2- Reducing extraction pH to 4.5 decreases recovery of rubisco. Viruses which are stable at pH 4.5 often give substantially cleaner (at least in terms of proteins) preparations. To determine purification and stability properties of new viruses I routinely minipurify at pHs 6.5,5.5 and 4.5. (see table)

3- Proteases cleave the N-terminus of rubisco L. Proteolysis cleaves or degrades some host proteins. Many viruses are resistant to proteolysis. Some viruses (e.g. potyviruses, potexviruses) are characteristically "trimmed" by proteases while others (e.g. tobamoviruses, tombusviruses) are generally inert to proteolysis. Proteolysis can reveal nepovirus capsid proteins comigrating with rubisco L. Dissolve trypsin and chymotrypsin (separately) to 10mg/ml in 1mM HCl (which prevents self digestion). Add 50µl of protease to the sample before grinding. Proteolysis does not reduce recovery of rubisco. The degree of digestion of rubisco L subunit (appearance of faster migrating bands) is a useful measure of proteolysis.

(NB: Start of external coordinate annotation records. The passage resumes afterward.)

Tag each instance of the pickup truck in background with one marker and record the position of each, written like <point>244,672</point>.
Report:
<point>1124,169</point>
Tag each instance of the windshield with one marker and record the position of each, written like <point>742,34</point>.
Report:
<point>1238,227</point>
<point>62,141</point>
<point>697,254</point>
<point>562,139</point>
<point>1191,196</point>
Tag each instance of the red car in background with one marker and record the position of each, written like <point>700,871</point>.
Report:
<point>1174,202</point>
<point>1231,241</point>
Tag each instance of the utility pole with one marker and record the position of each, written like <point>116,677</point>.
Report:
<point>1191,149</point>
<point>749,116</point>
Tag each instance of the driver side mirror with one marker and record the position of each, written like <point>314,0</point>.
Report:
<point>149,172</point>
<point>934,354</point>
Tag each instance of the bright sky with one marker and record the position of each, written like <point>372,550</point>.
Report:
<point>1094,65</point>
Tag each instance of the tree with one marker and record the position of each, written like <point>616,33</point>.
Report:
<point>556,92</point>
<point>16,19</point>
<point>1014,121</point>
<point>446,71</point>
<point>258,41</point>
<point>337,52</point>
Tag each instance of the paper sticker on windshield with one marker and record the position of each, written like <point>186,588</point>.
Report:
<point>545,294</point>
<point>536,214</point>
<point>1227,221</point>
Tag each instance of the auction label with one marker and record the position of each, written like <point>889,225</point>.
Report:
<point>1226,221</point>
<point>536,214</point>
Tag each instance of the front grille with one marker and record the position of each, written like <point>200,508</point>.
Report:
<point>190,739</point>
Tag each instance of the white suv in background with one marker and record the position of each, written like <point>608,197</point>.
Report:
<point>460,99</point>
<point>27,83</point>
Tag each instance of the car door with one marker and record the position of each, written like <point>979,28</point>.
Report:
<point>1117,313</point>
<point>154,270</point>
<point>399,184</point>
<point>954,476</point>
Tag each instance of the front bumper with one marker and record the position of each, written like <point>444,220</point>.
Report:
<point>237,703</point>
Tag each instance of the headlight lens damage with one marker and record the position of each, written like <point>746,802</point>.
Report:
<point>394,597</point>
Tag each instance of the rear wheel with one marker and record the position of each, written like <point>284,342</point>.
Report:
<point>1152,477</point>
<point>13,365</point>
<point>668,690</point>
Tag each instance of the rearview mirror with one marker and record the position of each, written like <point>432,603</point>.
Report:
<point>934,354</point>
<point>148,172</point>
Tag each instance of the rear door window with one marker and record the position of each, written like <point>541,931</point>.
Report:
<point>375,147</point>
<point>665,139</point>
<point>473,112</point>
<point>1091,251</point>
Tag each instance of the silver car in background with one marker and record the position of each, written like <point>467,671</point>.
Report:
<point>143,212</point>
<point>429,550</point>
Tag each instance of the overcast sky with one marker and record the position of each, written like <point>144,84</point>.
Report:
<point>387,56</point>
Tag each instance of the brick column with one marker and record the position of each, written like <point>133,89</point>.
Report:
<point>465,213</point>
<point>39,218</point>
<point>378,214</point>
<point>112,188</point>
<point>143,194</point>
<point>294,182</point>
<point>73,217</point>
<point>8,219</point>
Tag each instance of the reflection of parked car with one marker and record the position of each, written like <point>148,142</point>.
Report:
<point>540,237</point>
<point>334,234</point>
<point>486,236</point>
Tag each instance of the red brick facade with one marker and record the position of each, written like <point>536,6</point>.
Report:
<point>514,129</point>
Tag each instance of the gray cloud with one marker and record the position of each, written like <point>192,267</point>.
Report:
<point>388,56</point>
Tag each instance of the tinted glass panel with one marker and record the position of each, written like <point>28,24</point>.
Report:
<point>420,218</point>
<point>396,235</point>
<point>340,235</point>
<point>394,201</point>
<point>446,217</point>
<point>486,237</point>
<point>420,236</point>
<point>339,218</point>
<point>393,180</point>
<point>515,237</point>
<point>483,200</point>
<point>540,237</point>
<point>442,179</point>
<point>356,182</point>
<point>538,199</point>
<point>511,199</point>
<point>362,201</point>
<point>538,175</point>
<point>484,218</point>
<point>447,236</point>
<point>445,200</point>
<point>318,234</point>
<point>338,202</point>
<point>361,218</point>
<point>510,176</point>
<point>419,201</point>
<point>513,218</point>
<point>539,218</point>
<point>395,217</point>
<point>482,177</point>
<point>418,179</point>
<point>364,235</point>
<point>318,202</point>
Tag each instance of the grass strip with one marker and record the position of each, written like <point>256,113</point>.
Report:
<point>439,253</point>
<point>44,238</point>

4- For larger viruses (e.g. rhabdoviruses), 10min @ 35K may pellet too much virus. Lowering centrifugation speed may give higher yields, but more Triton will be required to solubilize membranes. If the final high speed pellet is green then the clarification supernatant requires more Triton.

5- For records I routinely place gels in plastic sheet protectors and scan at high resolution (roughly 10Mb files) with a HP Scanjet 5200C flatbed scanner. I import the images into Paint Shop Pro for aligning, cropping and labeling. I print labeled images with an HP Deskjet 932C.